After studying a half-dozen microbial genomes, Lake and his colleagues noticed that operational genes horizontally transfer with much greater frequency than informational genes. This, they now believe, is because the odds that a microbe will retain a transferred gene is much greater if its product only has to successfully interact with a single new partner rather than many.
Life’s earliest days
Although the pace of gene transfer today impresses scientists, it may pale compared with the gene swapping that went on in life’s earliest days. Carl Woese of the University of Illinois, who first argued that archaea deserved a separate branch on the evolutionary tree, has proposed that the first forms of life on Earth were simple cells—progenotes, Woese dubs them—that engaged in unusually rampant gene swapping.
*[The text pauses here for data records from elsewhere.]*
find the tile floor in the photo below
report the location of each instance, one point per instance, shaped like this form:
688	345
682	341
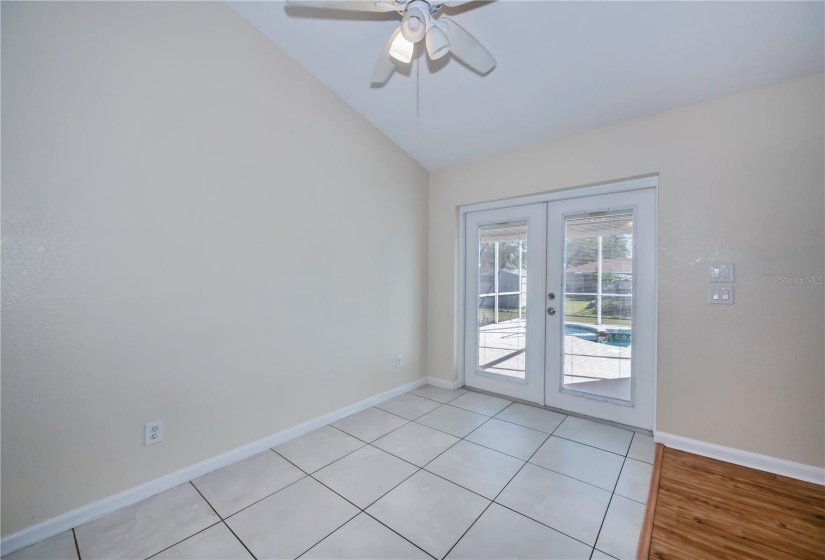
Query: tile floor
430	474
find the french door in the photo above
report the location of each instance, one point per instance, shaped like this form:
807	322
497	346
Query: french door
560	304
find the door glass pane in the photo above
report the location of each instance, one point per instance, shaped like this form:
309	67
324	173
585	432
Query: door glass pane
598	297
502	299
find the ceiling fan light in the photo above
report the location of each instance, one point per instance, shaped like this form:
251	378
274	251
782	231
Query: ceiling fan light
401	49
414	25
437	43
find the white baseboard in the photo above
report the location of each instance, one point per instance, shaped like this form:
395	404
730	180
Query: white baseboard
449	385
743	458
89	512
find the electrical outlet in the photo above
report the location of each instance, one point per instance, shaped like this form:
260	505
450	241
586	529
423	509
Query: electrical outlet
153	432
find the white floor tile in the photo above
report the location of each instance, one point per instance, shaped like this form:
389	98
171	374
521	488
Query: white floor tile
147	527
582	462
476	468
241	484
437	393
365	475
287	524
58	547
370	424
364	538
567	505
531	417
619	536
483	404
609	438
501	533
318	449
416	443
408	406
454	421
429	511
642	448
508	438
216	543
634	482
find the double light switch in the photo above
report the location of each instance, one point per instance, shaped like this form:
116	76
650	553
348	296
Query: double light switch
721	283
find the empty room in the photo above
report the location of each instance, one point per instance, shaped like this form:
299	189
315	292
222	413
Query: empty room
412	279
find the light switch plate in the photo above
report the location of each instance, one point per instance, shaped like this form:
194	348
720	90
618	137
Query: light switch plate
721	294
721	272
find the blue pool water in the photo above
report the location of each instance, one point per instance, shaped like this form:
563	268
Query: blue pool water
590	333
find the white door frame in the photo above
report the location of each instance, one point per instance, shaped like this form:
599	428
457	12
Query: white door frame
631	184
639	411
532	387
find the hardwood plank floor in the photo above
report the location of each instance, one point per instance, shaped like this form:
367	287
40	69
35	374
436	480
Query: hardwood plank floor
711	509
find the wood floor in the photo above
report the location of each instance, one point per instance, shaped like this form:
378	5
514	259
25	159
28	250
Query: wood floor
711	509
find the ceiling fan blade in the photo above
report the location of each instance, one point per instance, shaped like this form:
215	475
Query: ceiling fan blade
465	47
348	5
384	66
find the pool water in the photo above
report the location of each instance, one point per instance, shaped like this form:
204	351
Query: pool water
591	334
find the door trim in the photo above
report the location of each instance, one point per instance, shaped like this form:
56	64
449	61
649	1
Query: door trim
608	187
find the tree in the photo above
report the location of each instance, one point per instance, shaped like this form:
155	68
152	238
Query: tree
507	255
583	250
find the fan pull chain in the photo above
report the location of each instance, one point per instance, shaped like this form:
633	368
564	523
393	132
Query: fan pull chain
417	67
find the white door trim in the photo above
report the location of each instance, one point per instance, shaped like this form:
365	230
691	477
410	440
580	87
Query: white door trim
638	412
532	387
621	185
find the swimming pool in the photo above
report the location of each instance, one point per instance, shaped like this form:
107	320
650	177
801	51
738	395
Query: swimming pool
615	337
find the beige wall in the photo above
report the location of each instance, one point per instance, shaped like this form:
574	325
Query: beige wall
741	180
194	230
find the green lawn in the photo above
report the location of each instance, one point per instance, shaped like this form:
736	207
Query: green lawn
575	312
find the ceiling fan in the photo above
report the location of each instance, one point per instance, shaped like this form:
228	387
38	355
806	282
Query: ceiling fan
420	20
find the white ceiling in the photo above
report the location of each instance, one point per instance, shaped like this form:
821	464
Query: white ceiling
563	67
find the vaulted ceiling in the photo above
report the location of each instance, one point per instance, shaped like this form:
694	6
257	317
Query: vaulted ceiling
563	67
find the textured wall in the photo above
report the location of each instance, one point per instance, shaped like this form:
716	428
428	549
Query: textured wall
741	180
195	230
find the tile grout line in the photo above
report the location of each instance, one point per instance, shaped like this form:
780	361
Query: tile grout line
592	547
368	514
222	520
243	544
360	510
493	501
332	532
601	526
186	539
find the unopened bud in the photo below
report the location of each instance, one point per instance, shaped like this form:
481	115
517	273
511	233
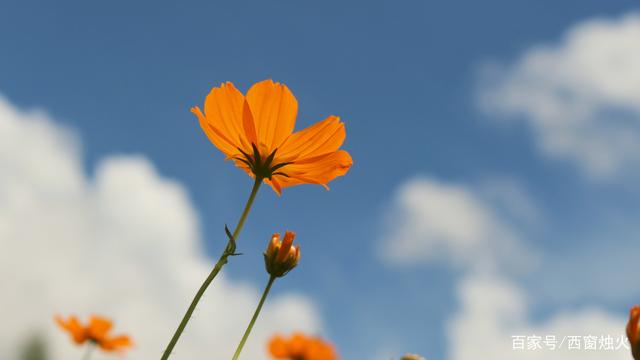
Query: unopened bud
281	255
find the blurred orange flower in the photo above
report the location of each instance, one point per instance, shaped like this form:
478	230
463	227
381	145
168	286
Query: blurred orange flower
633	331
256	131
96	331
301	347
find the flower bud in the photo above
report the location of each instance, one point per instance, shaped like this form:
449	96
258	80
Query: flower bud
633	331
412	357
281	255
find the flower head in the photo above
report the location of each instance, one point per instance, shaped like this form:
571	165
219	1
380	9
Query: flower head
301	347
412	357
281	255
96	331
633	331
256	131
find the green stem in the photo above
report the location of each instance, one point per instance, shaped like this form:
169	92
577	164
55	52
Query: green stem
228	251
253	319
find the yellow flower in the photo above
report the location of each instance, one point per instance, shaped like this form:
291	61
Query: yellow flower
412	357
256	131
633	331
281	256
301	347
96	331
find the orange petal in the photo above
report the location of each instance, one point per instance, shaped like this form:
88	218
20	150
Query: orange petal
274	110
99	327
321	138
285	246
116	343
74	328
278	347
297	345
222	120
319	170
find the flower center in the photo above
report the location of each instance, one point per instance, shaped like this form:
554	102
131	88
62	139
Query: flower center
261	166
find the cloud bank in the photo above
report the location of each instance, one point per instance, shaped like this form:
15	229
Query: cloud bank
124	243
435	221
461	225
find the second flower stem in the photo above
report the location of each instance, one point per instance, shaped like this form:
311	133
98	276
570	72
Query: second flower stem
229	250
236	355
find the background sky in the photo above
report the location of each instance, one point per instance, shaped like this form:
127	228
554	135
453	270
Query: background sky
494	189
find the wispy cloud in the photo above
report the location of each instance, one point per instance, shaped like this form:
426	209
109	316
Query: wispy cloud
124	243
581	95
“The primitive lateral gene transfer envisioned is very unlike that seen today,” he wrote in a 1998 article. “The high frequency of lateral transfer reflected the simplicity of the progenote’s genetic mechanisms and the lack of barriers to lateral exchange.”
If so, early life may have essentially had a communal genome rather than a fixed one for each cell. Indeed, this gene sharing may have encouraged the rapid evolution of life.
“The fact that innovations could easily spread through the population by lateral transfer gave the progenote community enormous evolutionary potential,” says Woese. How’s that for a lesson on the importance of sharing?